A letter to Prime Minister Pierre Trudeau.
After this panel I hoped the C-Train to downtown Calgary – a quick and easy 15 minute ride. At Centre Street I saw the Calgary Tower and found my way to the Glenbow. Prior to getting to the CHA I had signed up for the CHA Aboriginal Studies Group organized tour of the Glenwbow museum. When I first saw the email I was immediately enthusiastic about doing the tour because it promised a tour of the backrooms and, as a friend of mine who works in museums told me, the backrooms always have the best things. The first part of the tour was led by Sheldon First Rider, a Blackfoot educator, who took us through the Niitsitapiisini: Our Way of Life exhibit and told us his personal journey as a member of the Blood Tribe. It was an honour to hear his story. It seemed to me that many people were thinking about what we had just seen and heard as we headed to lunch. The spicy butternut squash soup and complimentary buffet provided the tour with an opportunity to reflect and to take time to chat informally with each other.

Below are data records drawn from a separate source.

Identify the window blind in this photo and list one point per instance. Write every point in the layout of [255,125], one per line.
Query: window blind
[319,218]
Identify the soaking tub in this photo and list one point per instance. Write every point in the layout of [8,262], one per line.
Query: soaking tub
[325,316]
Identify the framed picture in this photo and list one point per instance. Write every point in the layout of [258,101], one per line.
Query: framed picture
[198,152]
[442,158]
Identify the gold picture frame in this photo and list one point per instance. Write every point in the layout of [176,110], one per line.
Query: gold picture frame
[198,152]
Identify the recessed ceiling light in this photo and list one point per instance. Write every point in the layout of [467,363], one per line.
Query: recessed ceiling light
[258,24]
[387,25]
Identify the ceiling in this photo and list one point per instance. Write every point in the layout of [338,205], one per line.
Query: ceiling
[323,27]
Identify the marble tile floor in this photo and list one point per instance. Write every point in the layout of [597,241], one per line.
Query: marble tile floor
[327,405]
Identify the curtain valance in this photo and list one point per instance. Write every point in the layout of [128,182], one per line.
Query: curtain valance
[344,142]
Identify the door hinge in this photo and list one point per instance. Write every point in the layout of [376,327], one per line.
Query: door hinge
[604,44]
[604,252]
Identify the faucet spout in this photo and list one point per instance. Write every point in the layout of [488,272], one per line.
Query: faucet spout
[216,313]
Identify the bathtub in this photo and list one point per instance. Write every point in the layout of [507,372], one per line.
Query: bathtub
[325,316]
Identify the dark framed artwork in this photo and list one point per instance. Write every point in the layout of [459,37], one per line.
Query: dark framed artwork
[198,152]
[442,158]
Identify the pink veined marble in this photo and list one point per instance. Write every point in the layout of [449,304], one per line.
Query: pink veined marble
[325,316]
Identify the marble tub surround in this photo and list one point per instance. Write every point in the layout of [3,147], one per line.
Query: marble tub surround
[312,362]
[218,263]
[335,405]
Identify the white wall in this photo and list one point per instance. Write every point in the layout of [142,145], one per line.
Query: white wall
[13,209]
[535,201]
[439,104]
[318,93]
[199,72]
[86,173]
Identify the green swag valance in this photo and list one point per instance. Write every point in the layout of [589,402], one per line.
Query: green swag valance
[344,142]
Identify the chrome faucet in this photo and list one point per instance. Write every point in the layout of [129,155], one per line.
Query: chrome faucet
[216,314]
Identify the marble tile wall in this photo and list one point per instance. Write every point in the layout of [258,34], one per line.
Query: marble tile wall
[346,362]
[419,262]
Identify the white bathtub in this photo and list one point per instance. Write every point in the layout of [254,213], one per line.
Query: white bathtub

The first stop after lunch was the Archives and Library at the Glenbow where we saw the shelves holding thousands of photo negatives in the archives collection, and learned about the collection’s focus on the area directly around Calgary. The oldest book in the library is a manual on treating horses, reflecting the interests of the Glenbow’s founder Eric Harvie whose collecting started the library and museum collections. Afterward we rode the elevator to the archives floor where we were met by the curator who had pulled several artifacts from the Glenbow’s collection of Indigenous artifacts. One of them was a carved stone bison which was shortly to be going on tour. We were lucky to see it since it is a piece that tours often.
The bison carving
We were also shown masks, treaty medals, and a coat made from seal intestine, to name just a few. As part of our viewing of the collection items we also heard about the Glenbow’s protocols for working with Indigenous peoples to repatriate artifacts and collaborate with them in terms how items are collected, stored, and displayed. The tour ran long but it was one of those tours that you don’t want to end since amazing pieces continued to be revealed. The last was a car hidden by a piece of sheeting. It turned out to be the car from Michael Nicoll Yahgulanaas’ Pedal to the Meddle art piece. But all good things must end and we emerged into the lobby of the Glenbow as the afternoon was waning.
With only a couple hours before Cliopalooza began I decided to enjoy what downtown Calgary offered. In my wandering I found a lovely walking path by the river and managed to spy not just the usual ducks enjoying the water but a beaver as well. The statues that dot the downtown made useful landmarks and after investigation one of those statues turned out to be pictured on the front of the front cover of my CHA program guide.
Cliopalooza was held in the Legion 1 building where the CCF was first founded in 1932. Naturally as somebody with an interest in both grain and agrarian politics this was my first stop on arriving at Cliopalooza. The evening was a great way to run into old friends who I’d missed seeing at the day’s events and the dance floor was full of historians.